Viscoelastic surfactants are employed as viscosifiers in the context of gravel packing fluids. Such systems contain virtually no insoluble residue. Gravsholt in "Viscoelasticity in Highly Dilute Aqueous Solutions of Pure Cationic Detergents," J. Colloid & Interface Sci. (57)3(1976), 575-77 indicates that certain quaternary ammonium salts impart viscoelastic properties to aqueous solutions. Gravsholt showed that cetyl trimethyl ammonium bromide would not impart viscoelastic properties to water but that cetyl trimethyl ammonium salicylate and certain other aromatic containing quaternary amines would. In U.S. Pat.
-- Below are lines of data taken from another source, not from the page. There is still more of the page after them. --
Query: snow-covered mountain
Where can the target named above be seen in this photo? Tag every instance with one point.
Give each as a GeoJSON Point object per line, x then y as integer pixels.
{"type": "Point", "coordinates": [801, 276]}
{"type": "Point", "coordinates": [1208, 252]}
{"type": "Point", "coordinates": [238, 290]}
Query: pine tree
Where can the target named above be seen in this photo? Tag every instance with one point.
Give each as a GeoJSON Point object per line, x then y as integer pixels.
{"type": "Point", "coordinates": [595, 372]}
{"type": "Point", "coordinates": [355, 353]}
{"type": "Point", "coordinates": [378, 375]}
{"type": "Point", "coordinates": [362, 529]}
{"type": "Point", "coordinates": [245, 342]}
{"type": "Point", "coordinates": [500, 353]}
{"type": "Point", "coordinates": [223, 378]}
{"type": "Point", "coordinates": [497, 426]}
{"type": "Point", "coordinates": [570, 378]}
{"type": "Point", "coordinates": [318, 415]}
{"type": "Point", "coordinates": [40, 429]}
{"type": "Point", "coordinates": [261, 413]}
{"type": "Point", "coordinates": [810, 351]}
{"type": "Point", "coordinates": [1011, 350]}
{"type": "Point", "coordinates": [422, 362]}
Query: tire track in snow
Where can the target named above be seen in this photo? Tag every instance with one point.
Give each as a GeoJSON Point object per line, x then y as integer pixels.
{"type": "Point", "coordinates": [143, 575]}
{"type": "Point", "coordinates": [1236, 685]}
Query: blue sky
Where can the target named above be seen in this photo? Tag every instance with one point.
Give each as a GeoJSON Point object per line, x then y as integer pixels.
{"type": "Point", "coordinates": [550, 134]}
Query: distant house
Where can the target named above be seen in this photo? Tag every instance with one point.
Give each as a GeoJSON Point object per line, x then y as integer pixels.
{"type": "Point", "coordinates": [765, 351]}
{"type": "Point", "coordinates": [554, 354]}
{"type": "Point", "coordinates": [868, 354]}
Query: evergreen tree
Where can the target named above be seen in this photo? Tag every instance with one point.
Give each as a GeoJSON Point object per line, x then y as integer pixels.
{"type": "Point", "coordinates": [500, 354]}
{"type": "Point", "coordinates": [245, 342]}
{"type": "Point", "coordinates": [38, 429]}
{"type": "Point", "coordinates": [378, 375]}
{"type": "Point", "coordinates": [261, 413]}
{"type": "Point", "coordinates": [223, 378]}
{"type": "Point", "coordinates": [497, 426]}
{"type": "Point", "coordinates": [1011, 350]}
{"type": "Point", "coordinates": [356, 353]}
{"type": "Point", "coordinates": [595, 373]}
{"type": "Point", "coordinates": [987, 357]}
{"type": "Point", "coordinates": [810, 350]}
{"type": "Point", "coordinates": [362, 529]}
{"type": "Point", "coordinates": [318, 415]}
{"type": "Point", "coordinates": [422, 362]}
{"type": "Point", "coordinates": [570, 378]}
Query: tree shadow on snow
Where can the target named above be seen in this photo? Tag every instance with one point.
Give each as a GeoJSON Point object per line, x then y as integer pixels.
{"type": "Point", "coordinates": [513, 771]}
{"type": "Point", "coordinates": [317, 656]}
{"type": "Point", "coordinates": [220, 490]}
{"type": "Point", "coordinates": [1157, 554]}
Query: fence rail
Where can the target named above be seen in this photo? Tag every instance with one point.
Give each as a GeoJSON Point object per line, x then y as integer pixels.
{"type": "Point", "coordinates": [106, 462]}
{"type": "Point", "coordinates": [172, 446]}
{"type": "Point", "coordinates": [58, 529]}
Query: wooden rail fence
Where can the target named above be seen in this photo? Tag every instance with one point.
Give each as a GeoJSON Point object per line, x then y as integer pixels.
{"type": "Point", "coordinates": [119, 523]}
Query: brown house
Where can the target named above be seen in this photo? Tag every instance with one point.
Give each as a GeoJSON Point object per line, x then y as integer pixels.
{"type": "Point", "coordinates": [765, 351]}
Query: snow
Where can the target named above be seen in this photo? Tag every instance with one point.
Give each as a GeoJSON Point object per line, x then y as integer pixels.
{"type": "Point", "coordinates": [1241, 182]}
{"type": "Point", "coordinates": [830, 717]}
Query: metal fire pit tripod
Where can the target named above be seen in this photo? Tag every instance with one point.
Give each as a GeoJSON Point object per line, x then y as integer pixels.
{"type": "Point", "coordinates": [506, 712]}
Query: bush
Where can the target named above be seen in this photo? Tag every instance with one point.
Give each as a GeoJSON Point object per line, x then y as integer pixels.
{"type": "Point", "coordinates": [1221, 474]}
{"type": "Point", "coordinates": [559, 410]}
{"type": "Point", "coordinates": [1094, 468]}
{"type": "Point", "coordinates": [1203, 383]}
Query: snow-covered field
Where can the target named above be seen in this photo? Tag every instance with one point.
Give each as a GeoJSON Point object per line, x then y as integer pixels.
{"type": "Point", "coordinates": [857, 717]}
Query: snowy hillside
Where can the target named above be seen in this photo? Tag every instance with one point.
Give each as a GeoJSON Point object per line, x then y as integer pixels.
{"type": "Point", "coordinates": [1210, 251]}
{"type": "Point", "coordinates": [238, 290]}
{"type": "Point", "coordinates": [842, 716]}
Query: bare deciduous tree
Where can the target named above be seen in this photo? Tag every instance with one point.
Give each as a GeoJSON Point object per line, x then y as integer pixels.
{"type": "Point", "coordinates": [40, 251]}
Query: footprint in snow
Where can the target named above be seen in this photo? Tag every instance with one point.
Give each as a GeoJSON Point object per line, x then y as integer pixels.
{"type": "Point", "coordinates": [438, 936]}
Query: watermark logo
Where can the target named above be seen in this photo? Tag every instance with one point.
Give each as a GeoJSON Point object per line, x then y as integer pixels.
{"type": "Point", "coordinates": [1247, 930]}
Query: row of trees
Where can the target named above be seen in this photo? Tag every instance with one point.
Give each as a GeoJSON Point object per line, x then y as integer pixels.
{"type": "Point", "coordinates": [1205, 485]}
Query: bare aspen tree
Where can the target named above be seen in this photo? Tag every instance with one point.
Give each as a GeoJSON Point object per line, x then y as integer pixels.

No. 3,292,698, a mixture of cyclohexyl ammonium chloride and undecane-3-sodium sulfate was taught to induce viscoelastic properties to a formation flooding liquid containing less than about 3.5 percent by weight of sodium chloride. Higher levels of sodium chloride were said to destroy the viscoelastic properties of the fluid. UK Pat. No. 1,443,244, discloses a specific ethoxylated or propoxylated tertiary amine employed to thicken and aqueous solution of a strong mineral acid. U.S. Pat. No. 3,917,536 teaches that certain primary amines may be employed in subterranean formation acidizing solutions to retard the reaction of the acid on the formation. The amine may be more readily dispersed into the acid solution with the use of a dispersing agent such as a quaternary amine.
In particular Canadian Pat. No. 1,185,779, discloses a high electrolyte-containing aqueous wellbore service fluid which has improved viscosity characteristics over a wide range of wellbore conditions, including improved ease of preparation at the wellside and better shear stability and consistent viscosity over a wide temperature range. These improved aqueous wellbore service fluids are acknowledged as being useful in well known wellbore services such as perforation, clean-up, long term shut-in, drilling, placement of gravel packs and the like.